👈

Concurrent data retrieval

2024-10-25

In data intensive applications many processes are I/O bound, meaning that their speed is limited not by CPU processing power but by the time spent waiting for I/O operations to complete, such as network requests or file reads. For example, when a client application requests data from a server, the request is sent, and while the server processes and sends back a response, the client is essentially waiting, or "idle." This waiting time can add up, especially when multiple requests are needed to retrieve large datasets. One solution would be to send off requests asynchronously, instead of synchronously.

Python is synchronous by default, running code line by line. Many applications in the code base I currently work with are synchronous and I believe some of them would benefit greatly from asynchronicity. Hence, I did some extra research in the context of the Python ecosystem. The examples throughout this post use asyncio, the implementation of coroutines in the Python ecosystem. It uses the async and await syntax to submit tasks to the event loop, which runs on a single thread. That's right, async Python code runs concurrently and not in parallel, which can be confusing at first but it's important to understand the difference. Before showing an example of concurrent data retrieval, let's go back to the origin.

Iterators

A prerequisite for understanding async functions, is an understanding of iterators. An iterator is an object that provides access to an element of a collection and can change its internal state to provide access to the next element (traversal). In Python, an iterator implements the special methods __next__() and __iter__(). Now, you might think of a list, but that is actually an iterable because it only has the __iter__() method, which produces an iterator when it is called. You can get an iterator from a list and call next() until the iterator raises StopIteration.

lst = [1,2,3]
iterator = iter(lst)
print(next(iterator))  # Output: 1
print(next(iterator))  # Output: 2
print(next(iterator))  # Output: 3
print(next(iterator))
...
StopIteration

Generators

A generator is a kind of iterator, but instead of having all the values available up front, each value is lazily evaluated.
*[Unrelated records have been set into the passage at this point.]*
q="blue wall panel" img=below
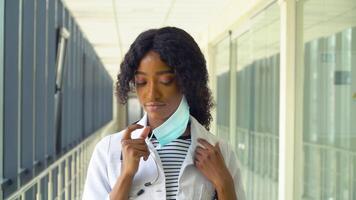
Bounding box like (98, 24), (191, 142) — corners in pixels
(3, 0), (113, 197)
(21, 0), (35, 184)
(3, 0), (20, 197)
(35, 0), (47, 174)
(60, 6), (68, 152)
(46, 0), (56, 162)
(55, 0), (63, 154)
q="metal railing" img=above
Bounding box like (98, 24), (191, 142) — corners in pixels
(6, 121), (117, 200)
(235, 127), (279, 200)
(303, 141), (355, 200)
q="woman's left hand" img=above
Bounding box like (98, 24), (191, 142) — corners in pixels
(194, 138), (237, 199)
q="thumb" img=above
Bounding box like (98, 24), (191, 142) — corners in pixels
(140, 126), (151, 139)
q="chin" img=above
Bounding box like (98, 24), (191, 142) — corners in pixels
(147, 112), (170, 122)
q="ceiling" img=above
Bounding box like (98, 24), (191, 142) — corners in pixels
(63, 0), (230, 80)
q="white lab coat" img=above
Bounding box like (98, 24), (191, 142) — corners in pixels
(82, 115), (246, 200)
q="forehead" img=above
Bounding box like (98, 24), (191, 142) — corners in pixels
(137, 51), (173, 74)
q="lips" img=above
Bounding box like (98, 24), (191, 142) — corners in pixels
(145, 102), (165, 112)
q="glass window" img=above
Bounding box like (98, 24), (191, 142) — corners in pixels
(297, 0), (356, 199)
(234, 3), (280, 200)
(215, 37), (231, 140)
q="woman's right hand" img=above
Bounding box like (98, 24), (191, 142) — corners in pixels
(110, 125), (151, 200)
(120, 124), (151, 177)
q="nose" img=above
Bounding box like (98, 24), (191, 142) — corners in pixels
(146, 81), (162, 101)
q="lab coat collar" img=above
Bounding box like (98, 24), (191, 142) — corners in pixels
(135, 113), (213, 167)
(136, 113), (148, 127)
(185, 116), (215, 166)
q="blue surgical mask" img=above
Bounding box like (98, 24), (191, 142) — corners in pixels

In Python terms, a value is yielded at each iteration. Also, a value from a generator can only be yielded once, since the generator only knows its current state each time it's yielding a value. This is why it can be memory-efficient to use a generator instead of a list.

def n_generator(n):
    for i in range(n):
        yield i

generator = n_generator(3)

for i in generator:
    print(i)
...
0
1
2

for i in generator:
    print(i)
...

The second time we try to print out items from the generator, they're gone. It is also possible to send values to a generator.

from typing import Generator

def square() -> Generator:
    while True:
        x = yield
        if x is not None:
            yield x ** 2

squarer = square()
squarer.send(2)
...
TypeError: can't send non-None value to a just-started generator

Interestingly, when we try to send a value to the generator, a TypeError is being raised. As pointed out in PEP 342, generators begin execution at the top of the function body, meaning that there is no yield that can receive a value that is not None. This is why we first need to call next with the generator as argument. David Beazley called this "priming", which covers it well in my opinion, since this operation is necessary before using the generator.

squarer = square()
next(squarer)
squarer.send(2)
...
4

next(squarer)  # continue to the next x = yield
squarer.send(3)
...
9

squarer.send(None)  # we can also 'prime' the generator like this
squarer.send(4)
...
16

Now that we understand how to send data to a generator, let's examine what would happen when the generator is wrapped in another function. This is where yield from comes into play. This Python feature is well described in this Stack Overflow issue. The following wrapper function is copied from the issue, complemented with type annotations which were introduced for generators in PEP 484.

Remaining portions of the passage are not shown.